Azure Container Registry is a critical part of this architecture. Even if your company has no plans to use containers, you must deploy Container Registry to succeed in versioning Bicep templates. Container Registry enables significant flexibility and reusability for your modules while providing enterprise-grade security and access control.

Layer 1 should contain:

  • Policy assignments and definitions that are applied at the level of management group or subscription. These policies should match your corporate governance requirements.
  • Templates for core network infrastructure, such as ExpressRoute, VPNs, virtual WAN, and virtual networks (shared or hub).
  • DNS.
  • Core monitoring (log analytics).
  • Enterprise container registry.

You should configure branch protection to restrict the ability to push changes to this repository. Restrict approval of PRs from other developers to members of the CCoE or Cloud Governance. Contributors to this layer are primarily members of groups that are historically associated with the components in this layer. For example, the networking team builds the templates for the network, the operations team configures monitoring, and so on.
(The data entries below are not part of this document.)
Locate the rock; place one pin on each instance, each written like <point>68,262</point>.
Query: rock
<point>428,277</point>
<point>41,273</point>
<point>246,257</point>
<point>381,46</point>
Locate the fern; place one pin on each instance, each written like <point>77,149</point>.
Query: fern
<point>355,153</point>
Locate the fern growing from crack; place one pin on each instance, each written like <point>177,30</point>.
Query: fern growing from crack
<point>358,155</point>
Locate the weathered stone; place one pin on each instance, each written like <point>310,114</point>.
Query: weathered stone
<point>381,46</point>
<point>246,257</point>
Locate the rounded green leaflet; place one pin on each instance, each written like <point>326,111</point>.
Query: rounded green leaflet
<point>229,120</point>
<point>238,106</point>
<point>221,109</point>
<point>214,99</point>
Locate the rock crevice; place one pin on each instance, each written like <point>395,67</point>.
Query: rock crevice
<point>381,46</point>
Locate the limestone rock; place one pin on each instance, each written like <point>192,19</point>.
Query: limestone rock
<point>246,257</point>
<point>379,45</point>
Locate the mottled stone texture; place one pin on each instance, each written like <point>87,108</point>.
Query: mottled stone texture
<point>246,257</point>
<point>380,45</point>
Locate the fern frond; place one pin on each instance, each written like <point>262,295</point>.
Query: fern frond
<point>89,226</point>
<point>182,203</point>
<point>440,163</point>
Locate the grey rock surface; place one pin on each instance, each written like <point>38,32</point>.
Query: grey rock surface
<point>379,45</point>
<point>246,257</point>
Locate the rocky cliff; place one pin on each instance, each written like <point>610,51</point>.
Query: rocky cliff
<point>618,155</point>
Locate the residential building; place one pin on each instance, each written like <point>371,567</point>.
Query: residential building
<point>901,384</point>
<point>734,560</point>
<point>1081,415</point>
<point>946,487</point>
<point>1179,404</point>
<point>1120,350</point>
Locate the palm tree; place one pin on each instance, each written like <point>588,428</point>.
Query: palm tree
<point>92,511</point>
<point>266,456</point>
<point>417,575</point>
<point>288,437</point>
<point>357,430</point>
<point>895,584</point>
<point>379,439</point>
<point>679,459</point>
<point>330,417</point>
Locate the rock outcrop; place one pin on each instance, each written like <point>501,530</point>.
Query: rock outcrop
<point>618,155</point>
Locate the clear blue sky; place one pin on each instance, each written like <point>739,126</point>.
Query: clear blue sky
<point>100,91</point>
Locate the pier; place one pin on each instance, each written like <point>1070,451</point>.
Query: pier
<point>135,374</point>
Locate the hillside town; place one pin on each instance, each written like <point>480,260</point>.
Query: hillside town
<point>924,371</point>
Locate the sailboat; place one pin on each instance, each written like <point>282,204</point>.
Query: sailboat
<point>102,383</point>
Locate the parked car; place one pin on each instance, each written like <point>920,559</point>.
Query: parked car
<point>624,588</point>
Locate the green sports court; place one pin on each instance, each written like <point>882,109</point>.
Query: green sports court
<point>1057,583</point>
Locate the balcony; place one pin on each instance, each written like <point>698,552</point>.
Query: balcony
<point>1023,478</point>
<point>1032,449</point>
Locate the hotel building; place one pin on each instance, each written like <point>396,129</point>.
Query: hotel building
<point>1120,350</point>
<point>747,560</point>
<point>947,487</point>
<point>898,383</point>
However, you should grant read-only access to individuals who request it, because you want to enable developers from other groups to suggest changes to the core infrastructures. They may contribute improvements, though you won't allow their changes to be merged without approval and testing.

These files should consume the modules in your container registry for standard components. However, you'll also have a Bicep file, or a series of Bicep files, that are customized to your enterprise's implementation of Azure landing zones or a similar governance structure.

Layer 2 - Product platform: Shared services

You can consider Layer 2, product platform, as the shared services for a particular product line or business unit. These components aren't universal across the organization, but they're meant to fit a particular business need. This would be an appropriate layer for a virtual network that's a peer with the hub in Layer 1, global infrastructure. A key vault is another example component for this layer. The key vault could store shared secrets to a storage account or a database that's shared by the different applications within this platform.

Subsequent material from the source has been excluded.